When I wanted to major in linguistics, I was consistently told two things:
Language change is good, healthy, natural, and beautiful, so be leery of prescriptivists and their agendas (linguists).
Don’t get a degree in linguistics because it’s useless (everybody else in my life).
From where I sit now, I'm inclined to disagree with both. To have audience with so many linguists today was exhilarating to a word nerd like me. It is a privilege hard to imagine in itself, but to have access to so many scholars today who live in an entirely different linguistic landscape made the lectures that much more precious.
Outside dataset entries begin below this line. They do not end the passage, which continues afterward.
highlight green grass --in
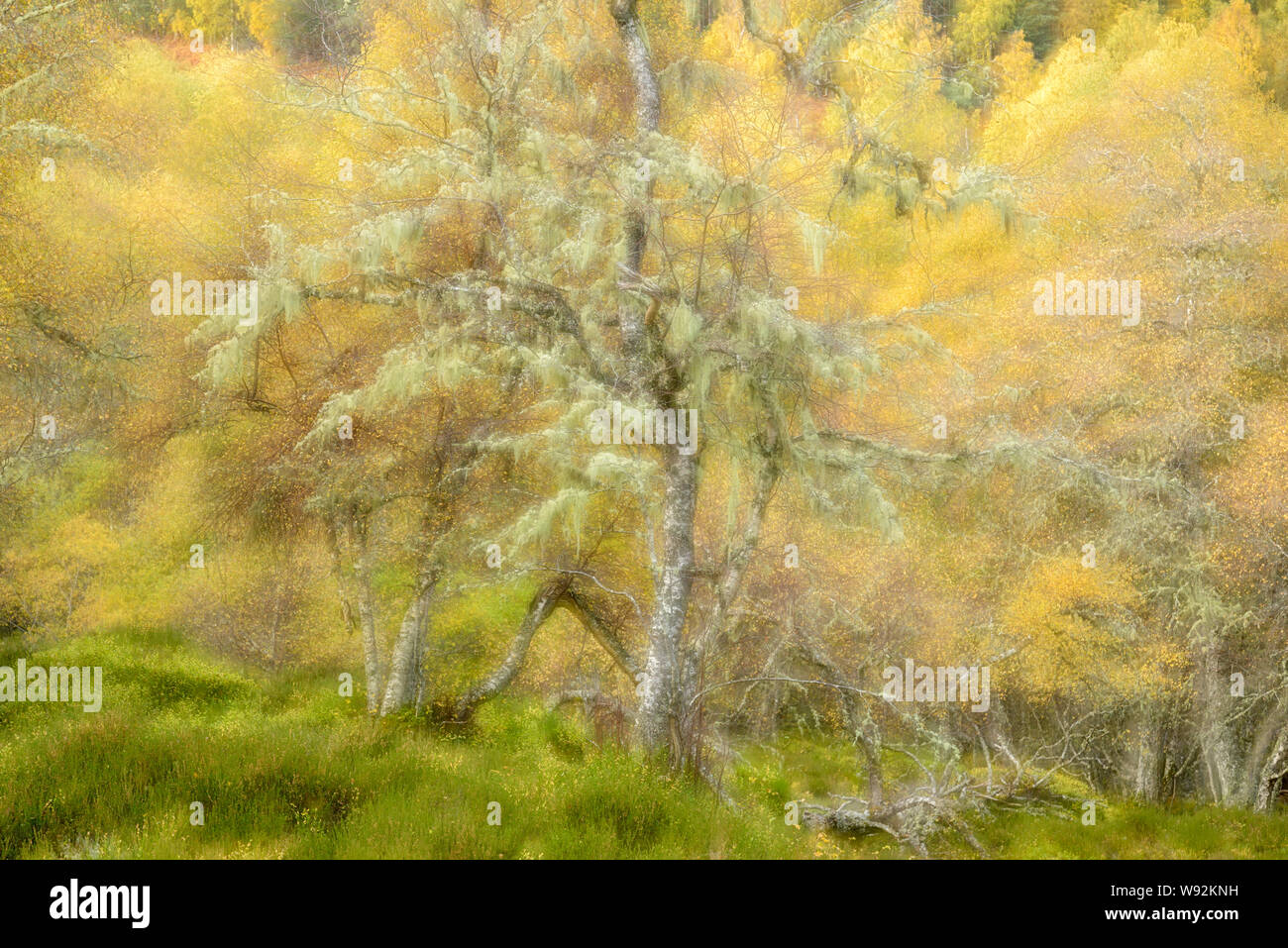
[0,631,1288,858]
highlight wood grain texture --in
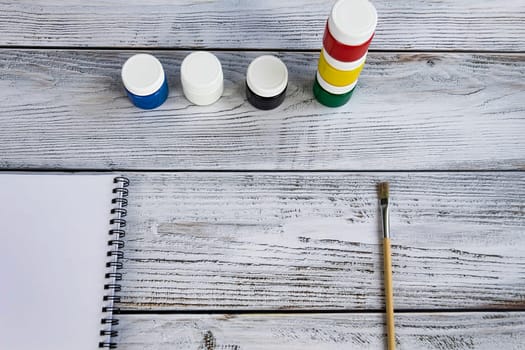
[121,172,525,310]
[0,0,525,51]
[118,312,525,350]
[0,50,525,170]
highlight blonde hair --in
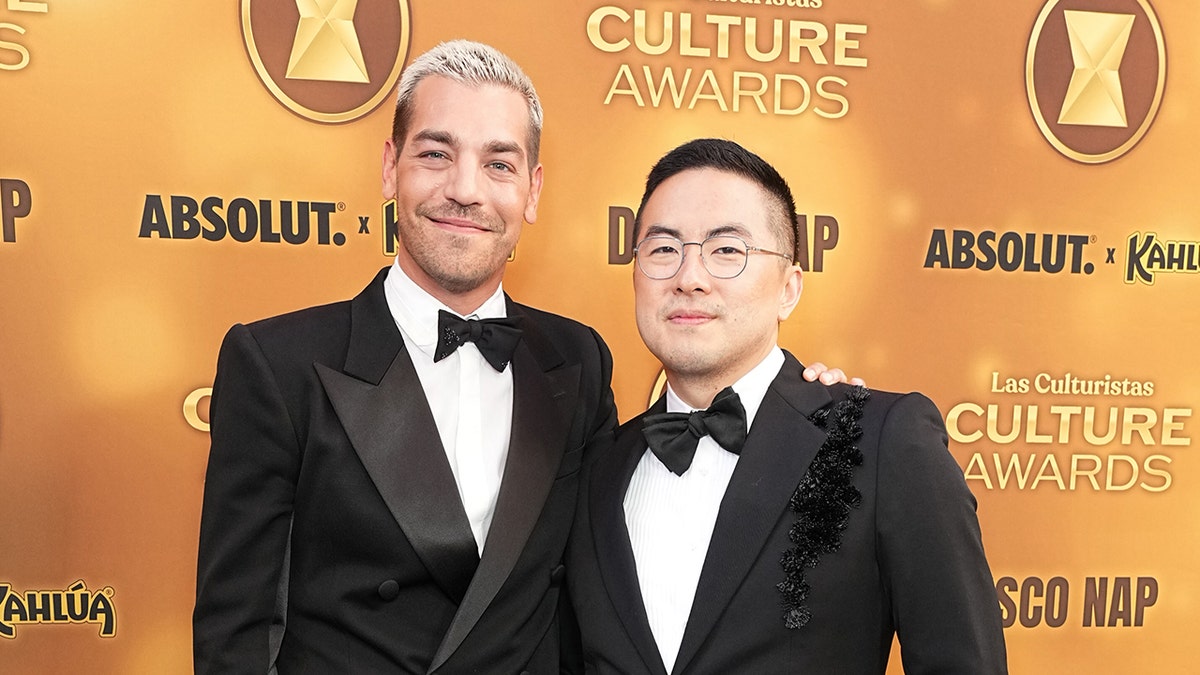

And even though I'm almost 15 years out from undergrad, I can't help but hear those two thought ringing in my ears.
There are many languages spoken in Morocco
There are two officially recognized
The language of school is French and Classical Arabic as is news;
Spanish is also widely spoken in the North;
the language of home is Darija aka Moroccan Arabic as well as Tamaziɣt which has its own distinct dialects (Tarifit in the north and east, Tamazight in the center, Tashlhit in the south);
English is increasingly of interest for participation in global commerce;
Egyptian Arabic is widely understood because of its dominance in the world of cinema;
Many languages did not make this list;
I am told by linguists no one is “fully” literate in any of these languages (for example, no one really writes in Darija and no one really speaks Classical Arabic at home;
I am also told (and observe on a daily basis) that Moroccans are amazing at languages and shift fluidly in and out of languages so quickly I barely have time to recognize it;
Standardization has real implications for people’s lived lives--French and Classical Arabic mean access;
Standardization of language (historically speaking) can also mean marginalization.
I wonder what it means to be a linguist in this landscape and what it’s like to engage with linguists of the West who have a very different context. Are there conflicting, contested, or even incompatible ideologies. What are other linguists missing (in the West or in larger academic discourse)? What kinds of questions will the next generation of Moroccan linguists be posing?
Language is identity. Language is history. Language is political. Language is a tool for oppression. Language is a tool for liberation. Language holds the secrets of our past and the frameworks for our futures. So when it comes to language, there is a lot at stake.